Par l'attribution de cette nouvelle prérogative, le caractère d'autorité administrative indépendante du Contrôleur général se trouve également renforcé.

La pratique de ce dernier a par ailleurs mis en lumière quelques imprécisions en matière de dialogue avec les différentes autorités responsables. Il est ainsi particulièrement salutaire que la proposition de loi s'attache à préciser les modalités de l'exercice des prérogatives du Contrôleur général, notamment lorsque ce dernier adresse des observations aux ministres concernés. Aux termes de cette proposition de loi, les ministres seront désormais systématiquement tenus de répondre au Contrôleur général, et ce dans un délai déterminé par celui-ci, qui sera également informé des suites données à ses démarches par le procureur de la République ou par l'autorité disciplinaire.
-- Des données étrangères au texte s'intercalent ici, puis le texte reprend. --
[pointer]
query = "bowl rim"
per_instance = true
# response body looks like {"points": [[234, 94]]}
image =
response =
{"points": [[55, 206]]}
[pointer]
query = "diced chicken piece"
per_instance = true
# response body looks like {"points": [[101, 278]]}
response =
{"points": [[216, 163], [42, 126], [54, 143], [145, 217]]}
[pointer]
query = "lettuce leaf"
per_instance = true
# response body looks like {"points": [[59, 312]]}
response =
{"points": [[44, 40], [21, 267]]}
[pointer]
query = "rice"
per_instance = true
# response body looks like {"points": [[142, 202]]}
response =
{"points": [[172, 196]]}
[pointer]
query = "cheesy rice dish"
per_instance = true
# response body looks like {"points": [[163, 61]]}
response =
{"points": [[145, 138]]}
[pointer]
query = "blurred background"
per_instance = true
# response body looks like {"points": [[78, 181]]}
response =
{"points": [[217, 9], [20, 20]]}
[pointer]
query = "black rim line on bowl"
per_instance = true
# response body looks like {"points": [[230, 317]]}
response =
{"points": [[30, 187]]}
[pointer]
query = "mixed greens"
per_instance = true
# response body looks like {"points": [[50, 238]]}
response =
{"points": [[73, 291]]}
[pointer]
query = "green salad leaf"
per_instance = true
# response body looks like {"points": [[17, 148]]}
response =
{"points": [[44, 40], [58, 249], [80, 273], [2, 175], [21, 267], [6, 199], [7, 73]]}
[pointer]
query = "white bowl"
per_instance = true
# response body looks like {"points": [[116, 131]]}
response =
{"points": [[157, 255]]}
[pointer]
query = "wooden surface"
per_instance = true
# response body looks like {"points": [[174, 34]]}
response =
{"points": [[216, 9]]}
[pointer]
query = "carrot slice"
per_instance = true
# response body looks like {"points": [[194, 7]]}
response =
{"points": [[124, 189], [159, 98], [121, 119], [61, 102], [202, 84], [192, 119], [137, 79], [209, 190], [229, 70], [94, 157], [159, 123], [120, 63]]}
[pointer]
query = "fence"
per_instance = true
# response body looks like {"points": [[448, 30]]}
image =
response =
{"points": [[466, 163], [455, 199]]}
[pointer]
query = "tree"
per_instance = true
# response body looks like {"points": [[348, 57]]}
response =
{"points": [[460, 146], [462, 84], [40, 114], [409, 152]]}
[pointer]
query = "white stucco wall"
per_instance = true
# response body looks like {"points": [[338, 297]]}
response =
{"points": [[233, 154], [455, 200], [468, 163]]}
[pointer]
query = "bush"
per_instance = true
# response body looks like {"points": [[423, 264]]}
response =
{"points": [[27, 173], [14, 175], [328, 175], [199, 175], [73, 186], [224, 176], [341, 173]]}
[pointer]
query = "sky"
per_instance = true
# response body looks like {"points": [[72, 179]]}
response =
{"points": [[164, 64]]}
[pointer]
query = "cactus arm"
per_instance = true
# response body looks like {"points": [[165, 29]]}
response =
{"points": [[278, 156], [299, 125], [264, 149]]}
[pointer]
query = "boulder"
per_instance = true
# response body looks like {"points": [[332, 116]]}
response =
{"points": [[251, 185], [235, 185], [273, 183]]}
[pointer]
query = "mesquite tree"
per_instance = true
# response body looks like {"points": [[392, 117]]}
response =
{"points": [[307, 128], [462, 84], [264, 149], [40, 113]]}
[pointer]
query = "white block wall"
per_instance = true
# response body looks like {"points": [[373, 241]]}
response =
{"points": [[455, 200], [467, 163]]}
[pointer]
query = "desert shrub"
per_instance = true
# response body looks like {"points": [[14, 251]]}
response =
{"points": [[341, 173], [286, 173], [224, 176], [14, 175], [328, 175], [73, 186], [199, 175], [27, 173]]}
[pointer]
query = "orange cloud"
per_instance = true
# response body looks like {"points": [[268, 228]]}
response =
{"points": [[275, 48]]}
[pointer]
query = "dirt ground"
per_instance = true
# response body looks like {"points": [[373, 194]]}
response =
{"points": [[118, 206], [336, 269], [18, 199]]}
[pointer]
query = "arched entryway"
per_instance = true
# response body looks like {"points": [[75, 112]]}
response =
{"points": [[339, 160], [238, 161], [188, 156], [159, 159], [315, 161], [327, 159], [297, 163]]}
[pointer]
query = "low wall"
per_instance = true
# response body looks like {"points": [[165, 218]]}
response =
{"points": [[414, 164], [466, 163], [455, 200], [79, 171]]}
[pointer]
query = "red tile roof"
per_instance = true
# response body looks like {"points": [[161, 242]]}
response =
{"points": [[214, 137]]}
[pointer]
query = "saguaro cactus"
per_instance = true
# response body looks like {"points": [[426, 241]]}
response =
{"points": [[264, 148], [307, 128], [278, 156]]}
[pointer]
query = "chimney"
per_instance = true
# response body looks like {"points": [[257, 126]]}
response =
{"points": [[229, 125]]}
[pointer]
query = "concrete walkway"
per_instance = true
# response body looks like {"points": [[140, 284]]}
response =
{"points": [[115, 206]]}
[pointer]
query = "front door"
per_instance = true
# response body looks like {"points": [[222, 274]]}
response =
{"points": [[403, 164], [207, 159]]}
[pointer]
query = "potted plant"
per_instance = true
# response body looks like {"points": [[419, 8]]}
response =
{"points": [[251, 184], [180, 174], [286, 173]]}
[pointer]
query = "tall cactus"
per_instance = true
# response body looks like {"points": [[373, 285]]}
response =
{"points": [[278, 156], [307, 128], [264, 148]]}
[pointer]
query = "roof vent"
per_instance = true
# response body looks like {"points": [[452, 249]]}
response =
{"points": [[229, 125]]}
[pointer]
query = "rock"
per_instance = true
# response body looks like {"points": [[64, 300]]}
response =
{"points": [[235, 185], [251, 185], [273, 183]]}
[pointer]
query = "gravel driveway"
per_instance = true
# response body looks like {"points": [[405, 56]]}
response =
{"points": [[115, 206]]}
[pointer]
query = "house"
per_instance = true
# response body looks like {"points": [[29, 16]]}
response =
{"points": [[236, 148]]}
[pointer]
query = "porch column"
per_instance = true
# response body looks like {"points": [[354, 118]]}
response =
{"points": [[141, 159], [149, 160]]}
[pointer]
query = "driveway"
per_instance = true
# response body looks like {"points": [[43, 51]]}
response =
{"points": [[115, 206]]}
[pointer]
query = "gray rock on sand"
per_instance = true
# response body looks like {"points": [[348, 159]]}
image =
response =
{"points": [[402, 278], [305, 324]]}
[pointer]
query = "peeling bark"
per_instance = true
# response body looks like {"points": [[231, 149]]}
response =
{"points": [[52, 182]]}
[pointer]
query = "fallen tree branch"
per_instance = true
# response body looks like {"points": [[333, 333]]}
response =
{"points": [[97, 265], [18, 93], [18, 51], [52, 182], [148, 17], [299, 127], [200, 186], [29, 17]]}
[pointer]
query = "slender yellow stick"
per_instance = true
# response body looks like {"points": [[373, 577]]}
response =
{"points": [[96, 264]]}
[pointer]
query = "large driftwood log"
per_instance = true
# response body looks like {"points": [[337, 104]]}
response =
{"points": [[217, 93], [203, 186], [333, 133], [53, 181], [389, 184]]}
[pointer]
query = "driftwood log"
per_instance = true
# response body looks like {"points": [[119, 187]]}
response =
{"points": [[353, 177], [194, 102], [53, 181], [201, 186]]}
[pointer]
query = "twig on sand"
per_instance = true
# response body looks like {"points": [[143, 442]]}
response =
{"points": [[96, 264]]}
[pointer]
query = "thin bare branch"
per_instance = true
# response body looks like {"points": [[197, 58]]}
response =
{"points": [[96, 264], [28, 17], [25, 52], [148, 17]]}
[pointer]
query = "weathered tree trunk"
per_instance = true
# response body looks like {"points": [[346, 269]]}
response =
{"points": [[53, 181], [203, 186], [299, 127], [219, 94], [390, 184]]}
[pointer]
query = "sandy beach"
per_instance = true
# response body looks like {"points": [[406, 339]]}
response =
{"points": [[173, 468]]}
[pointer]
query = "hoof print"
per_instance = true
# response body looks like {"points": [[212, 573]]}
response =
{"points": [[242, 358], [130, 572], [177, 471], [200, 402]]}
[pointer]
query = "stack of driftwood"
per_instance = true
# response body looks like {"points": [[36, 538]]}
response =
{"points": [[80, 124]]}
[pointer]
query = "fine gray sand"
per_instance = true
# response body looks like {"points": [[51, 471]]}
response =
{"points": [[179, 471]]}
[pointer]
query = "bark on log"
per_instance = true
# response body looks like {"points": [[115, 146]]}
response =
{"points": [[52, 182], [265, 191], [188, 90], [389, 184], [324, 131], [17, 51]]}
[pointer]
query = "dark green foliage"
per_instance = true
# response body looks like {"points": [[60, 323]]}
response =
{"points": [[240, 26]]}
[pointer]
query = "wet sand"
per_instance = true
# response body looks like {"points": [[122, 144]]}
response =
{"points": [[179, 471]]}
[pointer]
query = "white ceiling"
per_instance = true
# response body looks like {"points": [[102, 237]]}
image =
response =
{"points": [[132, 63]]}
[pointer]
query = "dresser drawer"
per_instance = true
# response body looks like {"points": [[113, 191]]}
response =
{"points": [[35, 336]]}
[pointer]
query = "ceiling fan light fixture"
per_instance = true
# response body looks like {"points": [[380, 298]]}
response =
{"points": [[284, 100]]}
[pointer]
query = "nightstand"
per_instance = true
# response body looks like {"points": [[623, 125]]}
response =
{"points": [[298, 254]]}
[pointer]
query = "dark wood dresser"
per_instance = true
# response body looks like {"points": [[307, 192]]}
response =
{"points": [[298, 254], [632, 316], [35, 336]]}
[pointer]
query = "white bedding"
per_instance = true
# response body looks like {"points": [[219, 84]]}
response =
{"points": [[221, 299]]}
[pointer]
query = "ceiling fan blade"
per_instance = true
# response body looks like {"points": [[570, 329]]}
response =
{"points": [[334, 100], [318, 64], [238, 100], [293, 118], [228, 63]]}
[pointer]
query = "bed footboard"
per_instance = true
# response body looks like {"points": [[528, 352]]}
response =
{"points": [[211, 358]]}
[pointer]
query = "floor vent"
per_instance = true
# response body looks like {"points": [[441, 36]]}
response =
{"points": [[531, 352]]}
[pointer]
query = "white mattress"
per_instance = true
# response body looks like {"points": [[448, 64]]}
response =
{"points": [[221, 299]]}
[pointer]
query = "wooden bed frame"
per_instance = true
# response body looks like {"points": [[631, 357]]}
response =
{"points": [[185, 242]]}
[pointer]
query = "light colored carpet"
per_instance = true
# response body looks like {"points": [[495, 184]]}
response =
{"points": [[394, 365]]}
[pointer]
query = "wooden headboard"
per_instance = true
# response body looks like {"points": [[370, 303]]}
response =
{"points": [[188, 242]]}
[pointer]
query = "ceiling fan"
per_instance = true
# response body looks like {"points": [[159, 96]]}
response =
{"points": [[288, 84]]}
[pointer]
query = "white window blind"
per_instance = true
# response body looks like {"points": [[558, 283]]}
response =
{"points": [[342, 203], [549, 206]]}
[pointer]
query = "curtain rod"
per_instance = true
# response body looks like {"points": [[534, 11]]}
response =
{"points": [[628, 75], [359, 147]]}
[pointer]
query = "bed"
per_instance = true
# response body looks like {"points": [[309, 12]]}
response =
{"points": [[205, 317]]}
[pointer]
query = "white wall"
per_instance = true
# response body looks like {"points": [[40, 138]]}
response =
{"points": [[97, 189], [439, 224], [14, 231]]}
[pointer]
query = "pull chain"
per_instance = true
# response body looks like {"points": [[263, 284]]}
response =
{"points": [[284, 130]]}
Enfin, l'élargissement de la compétence du Contrôleur général à l'exécution des mesures d'éloignement forcé d'étrangers en situation irrégulière constitue la suite logique des missions conférées à ce dernier en matière de personnes privées de liberté.

Le groupe RDSE, vous l'aurez compris, accueille très favorablement cette proposition de loi telle qu'issue des travaux de la commission, et la considère comme une clarification particulièrement bienvenue des missions du Contrôleur général.

Alors que son mandat, non renouvelable, touche à son terme, l'ensemble des membres de mon groupe tient à rendre hommage à l'excellent travail de M. Jean-Marie Delarue, à sa compétence et à son engagement. Il aura très largement contribué à assurer l'efficacité et l'indépendance de cette institution républicaine. (Applaudissements sur certaines travées du groupe socialiste et du groupe écologiste, ainsi qu'au banc de la commission.)